Prediction of metallo-dielectric transmission filter performance based on underlying dispersion relations

The dispersion relation for electromagnetic/optical wave propagation based on the Helmholtz equation for an infinite one-dimensional metallo-dielectric structure is derived using the Bloch theorem and heuristically modified to include material dispersion. We investigate the connection between the dispersion relation of an infinite metallo-dielectric structure with the transmittance characteristics of finite metallo-dielectric structures. The dispersion relation is used to determine the center wavelength and bandwidth as a function of the material properties and the thicknesses of the metal and dielectric layers. These estimates are found to be in excellent agreement with the values obtained from numerically calculated transmittance spectra using the transfer matrix method for finite metallo-dielectric structures with the same building units. The dispersion relation calculations and simulations for the transmittance are done for an ideal case where the real part for the refractive index of the metal and imaginary part for the refractive index of the dielectric are zero, and also with actual values of the real and imaginary parts of the refractive index for the metal and dielectric obtained from literature, instead of using the canonical Drude model for the metal. It is shown that the real part of the dispersion relation for the actual case is almost identical to the ideal case in the visible and NIR range, implying that essential information on the center wavelength and bandwidth can be obtained from the ideal dispersion relation. It is also found that an ideal metal and dielectric give near-unity transmittance in the passband.
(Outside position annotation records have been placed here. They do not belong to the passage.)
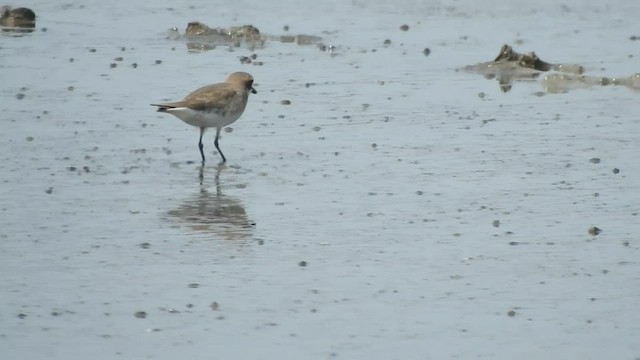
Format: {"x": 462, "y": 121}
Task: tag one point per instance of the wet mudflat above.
{"x": 377, "y": 203}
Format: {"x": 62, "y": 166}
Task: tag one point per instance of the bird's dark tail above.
{"x": 162, "y": 108}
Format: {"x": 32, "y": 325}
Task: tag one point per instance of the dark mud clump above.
{"x": 18, "y": 19}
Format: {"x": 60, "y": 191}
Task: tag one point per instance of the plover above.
{"x": 216, "y": 105}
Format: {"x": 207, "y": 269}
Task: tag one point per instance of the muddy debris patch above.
{"x": 201, "y": 37}
{"x": 510, "y": 66}
{"x": 18, "y": 20}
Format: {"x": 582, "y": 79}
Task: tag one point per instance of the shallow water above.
{"x": 397, "y": 208}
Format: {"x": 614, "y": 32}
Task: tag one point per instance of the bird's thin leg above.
{"x": 215, "y": 142}
{"x": 200, "y": 146}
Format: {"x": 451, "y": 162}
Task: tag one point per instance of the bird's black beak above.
{"x": 250, "y": 87}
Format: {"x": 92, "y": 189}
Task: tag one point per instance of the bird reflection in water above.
{"x": 214, "y": 212}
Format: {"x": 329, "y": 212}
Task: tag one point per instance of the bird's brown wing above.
{"x": 165, "y": 106}
{"x": 212, "y": 96}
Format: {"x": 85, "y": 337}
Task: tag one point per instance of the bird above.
{"x": 216, "y": 105}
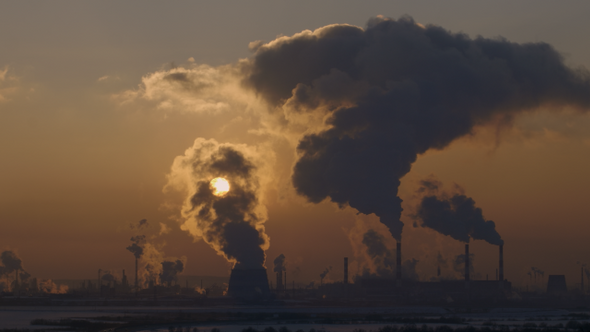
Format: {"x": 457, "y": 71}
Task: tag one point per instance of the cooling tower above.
{"x": 248, "y": 284}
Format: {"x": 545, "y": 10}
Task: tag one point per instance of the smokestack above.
{"x": 279, "y": 279}
{"x": 345, "y": 270}
{"x": 582, "y": 276}
{"x": 136, "y": 279}
{"x": 467, "y": 262}
{"x": 398, "y": 270}
{"x": 501, "y": 267}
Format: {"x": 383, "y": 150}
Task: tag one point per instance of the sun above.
{"x": 220, "y": 186}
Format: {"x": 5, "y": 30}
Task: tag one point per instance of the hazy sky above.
{"x": 86, "y": 149}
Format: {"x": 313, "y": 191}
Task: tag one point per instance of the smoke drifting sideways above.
{"x": 454, "y": 215}
{"x": 170, "y": 271}
{"x": 390, "y": 92}
{"x": 384, "y": 259}
{"x": 136, "y": 248}
{"x": 325, "y": 273}
{"x": 232, "y": 224}
{"x": 11, "y": 265}
{"x": 153, "y": 267}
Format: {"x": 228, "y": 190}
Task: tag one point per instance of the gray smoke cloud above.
{"x": 136, "y": 248}
{"x": 459, "y": 264}
{"x": 10, "y": 261}
{"x": 233, "y": 224}
{"x": 383, "y": 259}
{"x": 409, "y": 269}
{"x": 454, "y": 215}
{"x": 170, "y": 271}
{"x": 10, "y": 264}
{"x": 139, "y": 225}
{"x": 108, "y": 276}
{"x": 279, "y": 263}
{"x": 391, "y": 92}
{"x": 325, "y": 273}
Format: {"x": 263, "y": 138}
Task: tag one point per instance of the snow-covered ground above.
{"x": 20, "y": 317}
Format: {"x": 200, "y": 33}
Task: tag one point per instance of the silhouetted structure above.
{"x": 398, "y": 268}
{"x": 467, "y": 262}
{"x": 501, "y": 264}
{"x": 556, "y": 284}
{"x": 345, "y": 270}
{"x": 248, "y": 284}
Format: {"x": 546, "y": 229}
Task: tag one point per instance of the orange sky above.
{"x": 82, "y": 160}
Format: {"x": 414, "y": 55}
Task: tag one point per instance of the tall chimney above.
{"x": 501, "y": 267}
{"x": 398, "y": 271}
{"x": 582, "y": 276}
{"x": 279, "y": 280}
{"x": 345, "y": 270}
{"x": 467, "y": 262}
{"x": 136, "y": 279}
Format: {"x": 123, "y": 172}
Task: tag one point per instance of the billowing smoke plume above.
{"x": 409, "y": 268}
{"x": 170, "y": 271}
{"x": 383, "y": 259}
{"x": 50, "y": 287}
{"x": 11, "y": 263}
{"x": 459, "y": 264}
{"x": 139, "y": 225}
{"x": 108, "y": 277}
{"x": 136, "y": 248}
{"x": 279, "y": 263}
{"x": 388, "y": 93}
{"x": 454, "y": 215}
{"x": 233, "y": 224}
{"x": 325, "y": 273}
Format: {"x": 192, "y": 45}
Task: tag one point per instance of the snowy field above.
{"x": 20, "y": 317}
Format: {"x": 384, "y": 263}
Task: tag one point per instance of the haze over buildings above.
{"x": 114, "y": 116}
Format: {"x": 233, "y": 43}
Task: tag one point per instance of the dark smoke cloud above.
{"x": 170, "y": 271}
{"x": 233, "y": 223}
{"x": 409, "y": 269}
{"x": 454, "y": 215}
{"x": 459, "y": 264}
{"x": 279, "y": 263}
{"x": 393, "y": 91}
{"x": 136, "y": 248}
{"x": 383, "y": 258}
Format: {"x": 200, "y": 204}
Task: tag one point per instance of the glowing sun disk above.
{"x": 220, "y": 186}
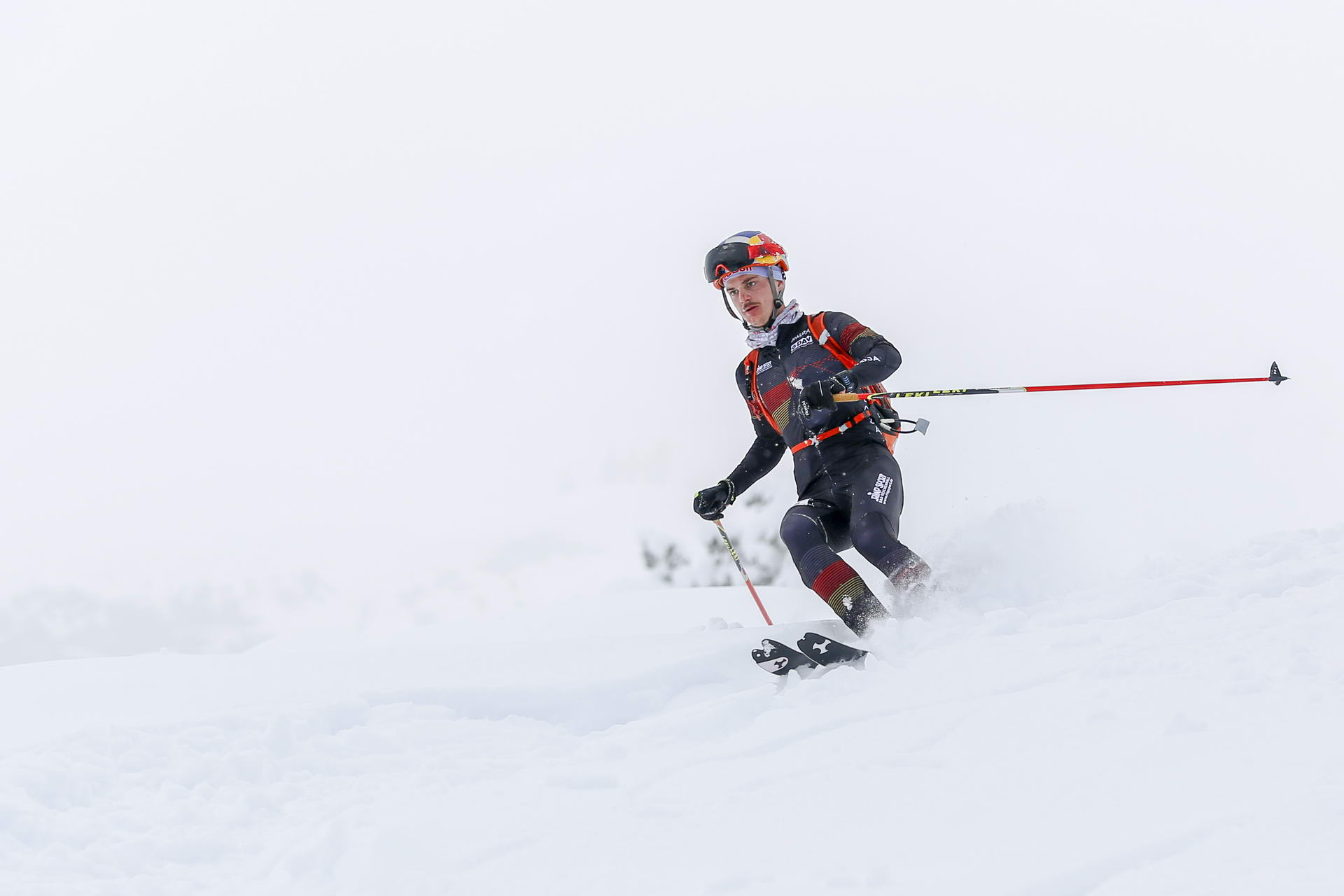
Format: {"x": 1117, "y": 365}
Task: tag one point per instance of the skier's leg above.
{"x": 876, "y": 500}
{"x": 813, "y": 531}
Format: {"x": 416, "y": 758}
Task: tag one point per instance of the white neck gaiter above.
{"x": 760, "y": 337}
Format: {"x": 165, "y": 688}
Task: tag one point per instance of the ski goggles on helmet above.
{"x": 734, "y": 255}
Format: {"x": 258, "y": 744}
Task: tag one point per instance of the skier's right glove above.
{"x": 713, "y": 501}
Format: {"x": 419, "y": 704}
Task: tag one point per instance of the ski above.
{"x": 824, "y": 652}
{"x": 815, "y": 650}
{"x": 778, "y": 659}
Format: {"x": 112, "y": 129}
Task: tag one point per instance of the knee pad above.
{"x": 874, "y": 536}
{"x": 802, "y": 530}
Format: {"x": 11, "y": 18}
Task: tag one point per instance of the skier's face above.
{"x": 750, "y": 295}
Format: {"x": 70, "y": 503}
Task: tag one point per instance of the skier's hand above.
{"x": 710, "y": 503}
{"x": 822, "y": 396}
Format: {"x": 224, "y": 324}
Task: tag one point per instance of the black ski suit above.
{"x": 850, "y": 491}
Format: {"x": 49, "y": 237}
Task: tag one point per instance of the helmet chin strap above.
{"x": 774, "y": 293}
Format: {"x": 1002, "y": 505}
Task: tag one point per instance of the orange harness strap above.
{"x": 822, "y": 437}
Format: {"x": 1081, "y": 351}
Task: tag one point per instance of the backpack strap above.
{"x": 749, "y": 365}
{"x": 818, "y": 324}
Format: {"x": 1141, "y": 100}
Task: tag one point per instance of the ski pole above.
{"x": 745, "y": 577}
{"x": 1275, "y": 377}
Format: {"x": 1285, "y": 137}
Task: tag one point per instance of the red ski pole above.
{"x": 745, "y": 577}
{"x": 1275, "y": 377}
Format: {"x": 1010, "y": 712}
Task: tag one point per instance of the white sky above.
{"x": 321, "y": 288}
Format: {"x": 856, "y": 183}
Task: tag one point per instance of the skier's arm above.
{"x": 761, "y": 457}
{"x": 765, "y": 450}
{"x": 876, "y": 358}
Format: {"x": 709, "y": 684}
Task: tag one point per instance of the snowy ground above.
{"x": 1174, "y": 732}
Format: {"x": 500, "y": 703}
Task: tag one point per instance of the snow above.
{"x": 1172, "y": 732}
{"x": 353, "y": 358}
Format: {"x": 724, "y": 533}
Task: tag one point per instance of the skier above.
{"x": 850, "y": 491}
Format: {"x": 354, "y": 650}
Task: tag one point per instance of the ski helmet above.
{"x": 739, "y": 253}
{"x": 749, "y": 248}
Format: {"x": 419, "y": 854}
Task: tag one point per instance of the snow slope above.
{"x": 1172, "y": 732}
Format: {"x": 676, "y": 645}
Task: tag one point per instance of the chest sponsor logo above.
{"x": 881, "y": 489}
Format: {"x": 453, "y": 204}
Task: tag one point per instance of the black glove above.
{"x": 710, "y": 503}
{"x": 822, "y": 396}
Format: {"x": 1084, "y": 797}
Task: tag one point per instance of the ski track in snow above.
{"x": 1175, "y": 732}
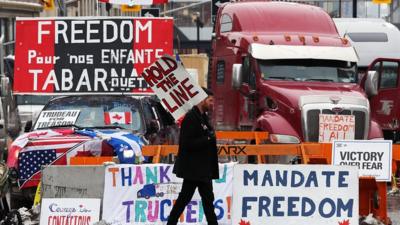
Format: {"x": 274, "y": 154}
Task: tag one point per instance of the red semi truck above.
{"x": 283, "y": 68}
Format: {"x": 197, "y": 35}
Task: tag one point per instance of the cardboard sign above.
{"x": 50, "y": 118}
{"x": 176, "y": 89}
{"x": 104, "y": 55}
{"x": 336, "y": 127}
{"x": 67, "y": 211}
{"x": 295, "y": 194}
{"x": 372, "y": 158}
{"x": 144, "y": 194}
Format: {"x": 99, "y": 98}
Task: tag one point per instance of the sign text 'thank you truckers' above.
{"x": 174, "y": 86}
{"x": 295, "y": 194}
{"x": 88, "y": 55}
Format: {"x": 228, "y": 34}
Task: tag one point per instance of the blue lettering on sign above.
{"x": 331, "y": 206}
{"x": 296, "y": 206}
{"x": 292, "y": 206}
{"x": 128, "y": 210}
{"x": 312, "y": 178}
{"x": 311, "y": 206}
{"x": 328, "y": 175}
{"x": 298, "y": 174}
{"x": 126, "y": 177}
{"x": 263, "y": 205}
{"x": 217, "y": 206}
{"x": 164, "y": 202}
{"x": 277, "y": 205}
{"x": 281, "y": 180}
{"x": 345, "y": 207}
{"x": 245, "y": 205}
{"x": 247, "y": 177}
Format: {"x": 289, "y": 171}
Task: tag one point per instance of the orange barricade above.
{"x": 89, "y": 160}
{"x": 396, "y": 166}
{"x": 372, "y": 194}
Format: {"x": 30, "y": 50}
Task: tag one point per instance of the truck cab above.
{"x": 277, "y": 70}
{"x": 383, "y": 95}
{"x": 376, "y": 43}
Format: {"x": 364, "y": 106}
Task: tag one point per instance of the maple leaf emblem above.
{"x": 117, "y": 117}
{"x": 243, "y": 222}
{"x": 344, "y": 222}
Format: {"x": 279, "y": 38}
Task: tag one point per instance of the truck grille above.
{"x": 312, "y": 123}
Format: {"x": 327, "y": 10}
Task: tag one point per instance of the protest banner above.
{"x": 295, "y": 194}
{"x": 69, "y": 211}
{"x": 371, "y": 157}
{"x": 98, "y": 55}
{"x": 144, "y": 194}
{"x": 51, "y": 118}
{"x": 173, "y": 85}
{"x": 336, "y": 127}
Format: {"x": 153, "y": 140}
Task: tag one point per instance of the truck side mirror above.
{"x": 237, "y": 76}
{"x": 4, "y": 82}
{"x": 371, "y": 83}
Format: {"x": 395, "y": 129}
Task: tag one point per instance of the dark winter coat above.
{"x": 197, "y": 155}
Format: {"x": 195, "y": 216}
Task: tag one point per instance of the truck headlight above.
{"x": 283, "y": 139}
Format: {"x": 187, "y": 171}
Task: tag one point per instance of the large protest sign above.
{"x": 145, "y": 194}
{"x": 295, "y": 194}
{"x": 69, "y": 211}
{"x": 371, "y": 157}
{"x": 88, "y": 55}
{"x": 50, "y": 118}
{"x": 336, "y": 127}
{"x": 174, "y": 86}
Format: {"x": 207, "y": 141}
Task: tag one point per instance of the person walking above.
{"x": 197, "y": 161}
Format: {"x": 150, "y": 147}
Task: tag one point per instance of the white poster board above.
{"x": 49, "y": 118}
{"x": 371, "y": 157}
{"x": 336, "y": 127}
{"x": 57, "y": 211}
{"x": 295, "y": 194}
{"x": 173, "y": 85}
{"x": 144, "y": 195}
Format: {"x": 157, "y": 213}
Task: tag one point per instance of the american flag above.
{"x": 46, "y": 151}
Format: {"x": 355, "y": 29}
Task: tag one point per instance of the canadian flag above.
{"x": 117, "y": 118}
{"x": 135, "y": 2}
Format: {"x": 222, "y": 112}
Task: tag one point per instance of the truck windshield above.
{"x": 101, "y": 111}
{"x": 33, "y": 99}
{"x": 308, "y": 70}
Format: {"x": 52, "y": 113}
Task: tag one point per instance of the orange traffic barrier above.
{"x": 396, "y": 165}
{"x": 372, "y": 194}
{"x": 89, "y": 160}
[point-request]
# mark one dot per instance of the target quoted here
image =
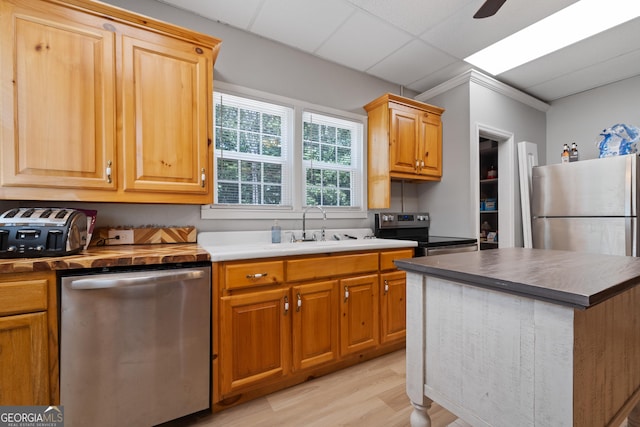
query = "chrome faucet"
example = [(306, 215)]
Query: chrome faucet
[(304, 216)]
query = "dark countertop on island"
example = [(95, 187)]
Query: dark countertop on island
[(110, 256), (568, 278)]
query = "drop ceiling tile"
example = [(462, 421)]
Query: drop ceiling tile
[(461, 35), (362, 41), (432, 80), (304, 24), (224, 11), (414, 16), (613, 70), (410, 63)]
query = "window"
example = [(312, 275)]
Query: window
[(330, 160), (273, 156), (251, 152)]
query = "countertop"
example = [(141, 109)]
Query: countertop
[(110, 256), (574, 279), (228, 246)]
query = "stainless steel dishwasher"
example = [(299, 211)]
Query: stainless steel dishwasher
[(135, 345)]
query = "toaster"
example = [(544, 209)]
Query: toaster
[(39, 232)]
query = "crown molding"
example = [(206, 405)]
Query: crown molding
[(474, 76)]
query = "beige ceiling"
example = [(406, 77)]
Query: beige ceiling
[(419, 44)]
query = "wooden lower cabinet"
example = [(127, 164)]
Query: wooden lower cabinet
[(255, 345), (283, 321), (393, 307), (28, 339), (359, 317), (315, 324)]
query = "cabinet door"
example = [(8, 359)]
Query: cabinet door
[(404, 136), (24, 373), (430, 147), (393, 307), (57, 78), (166, 101), (315, 324), (255, 345), (359, 314)]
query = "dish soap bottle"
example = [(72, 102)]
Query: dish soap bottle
[(573, 156), (565, 154), (276, 232)]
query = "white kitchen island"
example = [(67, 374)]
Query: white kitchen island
[(524, 337)]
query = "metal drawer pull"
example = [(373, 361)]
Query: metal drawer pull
[(108, 171)]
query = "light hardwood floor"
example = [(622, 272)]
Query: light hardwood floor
[(370, 394)]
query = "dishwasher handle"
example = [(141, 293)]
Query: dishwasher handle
[(122, 282)]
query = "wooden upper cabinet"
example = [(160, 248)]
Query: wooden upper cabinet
[(404, 142), (100, 104), (166, 87), (59, 98)]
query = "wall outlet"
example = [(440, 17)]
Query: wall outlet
[(120, 237)]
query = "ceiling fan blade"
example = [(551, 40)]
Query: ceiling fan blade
[(489, 8)]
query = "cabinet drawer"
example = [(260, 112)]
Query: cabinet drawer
[(319, 267), (253, 274), (386, 258), (23, 296)]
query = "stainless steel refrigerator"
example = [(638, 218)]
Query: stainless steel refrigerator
[(587, 206)]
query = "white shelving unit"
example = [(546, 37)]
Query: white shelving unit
[(488, 157)]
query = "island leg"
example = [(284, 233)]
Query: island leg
[(633, 420), (420, 415)]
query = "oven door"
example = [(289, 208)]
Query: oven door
[(452, 249)]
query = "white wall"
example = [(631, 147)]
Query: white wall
[(452, 202), (447, 201), (580, 118)]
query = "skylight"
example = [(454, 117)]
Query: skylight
[(577, 22)]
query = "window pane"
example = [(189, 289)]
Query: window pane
[(329, 134), (249, 143), (313, 196), (251, 171), (251, 155), (328, 153), (250, 120), (271, 124), (329, 178), (227, 193), (272, 146), (250, 194), (344, 156), (272, 194), (272, 173), (330, 196), (227, 170), (227, 140)]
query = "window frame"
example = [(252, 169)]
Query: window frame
[(296, 174)]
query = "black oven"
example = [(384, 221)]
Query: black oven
[(415, 226)]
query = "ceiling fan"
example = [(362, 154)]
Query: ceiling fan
[(489, 8)]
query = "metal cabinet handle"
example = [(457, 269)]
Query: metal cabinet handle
[(108, 171)]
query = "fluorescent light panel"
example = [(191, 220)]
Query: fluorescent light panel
[(577, 22)]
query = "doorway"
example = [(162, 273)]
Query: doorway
[(493, 179)]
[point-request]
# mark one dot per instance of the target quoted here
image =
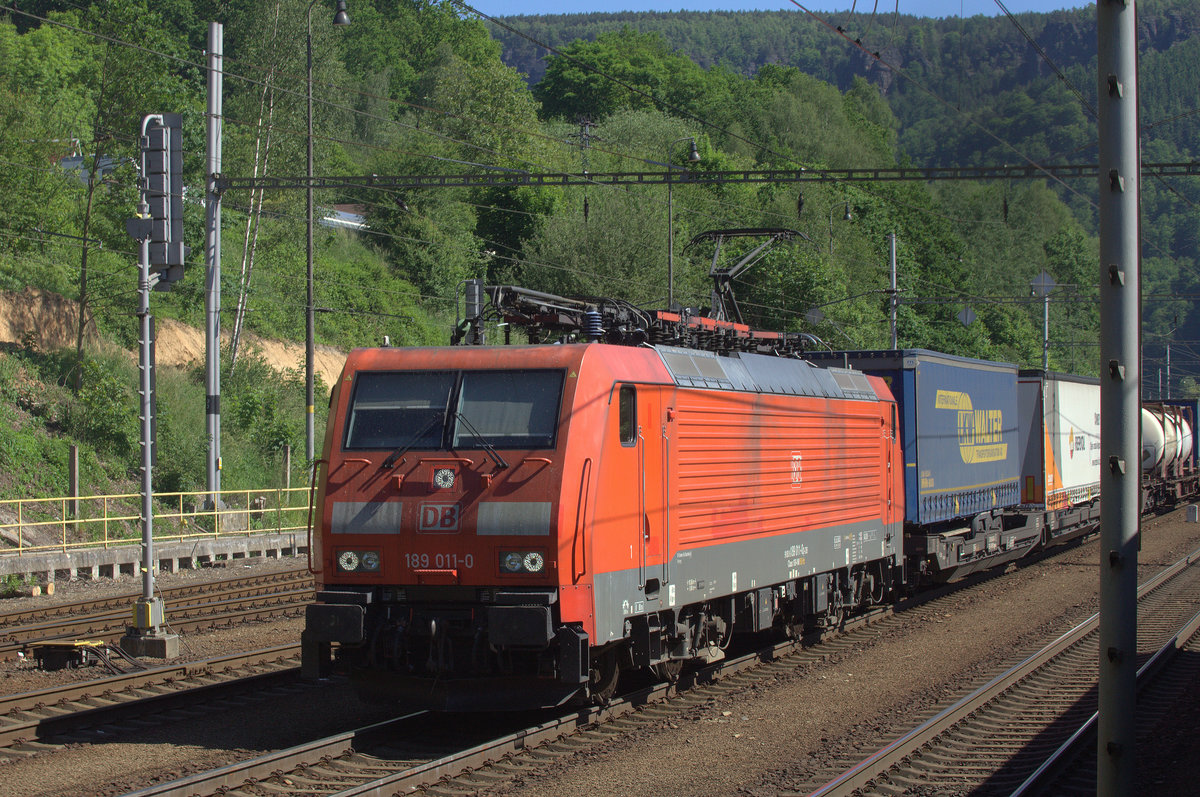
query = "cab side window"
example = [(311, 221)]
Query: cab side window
[(628, 409)]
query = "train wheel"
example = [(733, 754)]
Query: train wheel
[(669, 670), (603, 681)]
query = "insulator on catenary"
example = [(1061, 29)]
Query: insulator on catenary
[(592, 324)]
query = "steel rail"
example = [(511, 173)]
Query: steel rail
[(111, 624), (71, 709), (408, 777), (879, 762), (125, 599), (1085, 732)]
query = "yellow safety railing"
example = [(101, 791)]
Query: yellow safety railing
[(46, 525)]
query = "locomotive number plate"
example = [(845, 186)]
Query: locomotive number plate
[(439, 561)]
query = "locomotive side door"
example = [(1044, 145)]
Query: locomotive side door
[(643, 426)]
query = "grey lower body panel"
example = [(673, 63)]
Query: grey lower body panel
[(696, 574)]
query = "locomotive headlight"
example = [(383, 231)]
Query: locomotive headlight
[(522, 561), (358, 561)]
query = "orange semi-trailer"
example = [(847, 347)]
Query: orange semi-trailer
[(513, 526)]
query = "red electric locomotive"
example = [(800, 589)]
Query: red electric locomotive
[(510, 527)]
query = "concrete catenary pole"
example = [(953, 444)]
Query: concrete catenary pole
[(213, 263), (1120, 382), (893, 294)]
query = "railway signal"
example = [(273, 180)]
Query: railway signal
[(162, 191)]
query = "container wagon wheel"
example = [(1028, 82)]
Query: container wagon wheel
[(603, 679), (667, 670)]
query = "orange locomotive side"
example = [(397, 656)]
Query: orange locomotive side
[(583, 509)]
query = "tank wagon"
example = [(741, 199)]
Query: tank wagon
[(1170, 453), (505, 527)]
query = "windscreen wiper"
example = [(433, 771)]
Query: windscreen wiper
[(403, 449), (483, 442)]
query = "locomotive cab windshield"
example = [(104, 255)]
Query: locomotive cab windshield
[(454, 411)]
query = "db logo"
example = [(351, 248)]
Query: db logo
[(438, 519)]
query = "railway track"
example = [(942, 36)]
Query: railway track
[(383, 759), (189, 607), (35, 721), (1030, 730)]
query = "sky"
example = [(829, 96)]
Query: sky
[(915, 7)]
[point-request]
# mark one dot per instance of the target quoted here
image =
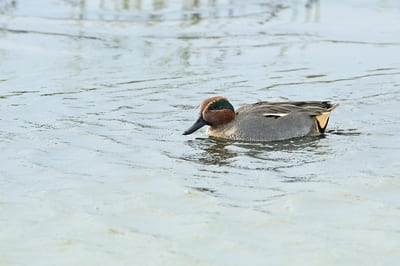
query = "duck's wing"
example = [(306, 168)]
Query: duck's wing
[(275, 110)]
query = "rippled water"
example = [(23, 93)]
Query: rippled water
[(94, 97)]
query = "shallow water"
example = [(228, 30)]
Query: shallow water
[(94, 97)]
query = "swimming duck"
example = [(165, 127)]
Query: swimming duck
[(262, 121)]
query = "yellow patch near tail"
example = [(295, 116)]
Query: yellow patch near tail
[(322, 121)]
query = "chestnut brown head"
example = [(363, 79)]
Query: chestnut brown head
[(214, 112)]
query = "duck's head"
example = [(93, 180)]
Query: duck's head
[(214, 112)]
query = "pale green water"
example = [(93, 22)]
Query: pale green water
[(94, 97)]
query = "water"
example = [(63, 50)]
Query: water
[(94, 97)]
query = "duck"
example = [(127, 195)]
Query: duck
[(262, 121)]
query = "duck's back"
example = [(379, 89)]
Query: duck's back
[(266, 121)]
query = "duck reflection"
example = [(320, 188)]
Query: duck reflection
[(210, 151)]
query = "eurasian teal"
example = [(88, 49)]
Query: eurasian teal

It is predominantly the presence of a finite real part of the refractive index of the metal that introduces attenuation. The effective refractive index of the structure can also be determined. Oscillations present in the transmittance spectrum can be explained as a Fabry–Perot effect. Approximate simple estimates of the center wavelength and bandwidth can be useful in initiating intelligent designs of finite metallo-dielectric filter structures for fabrication and characterization.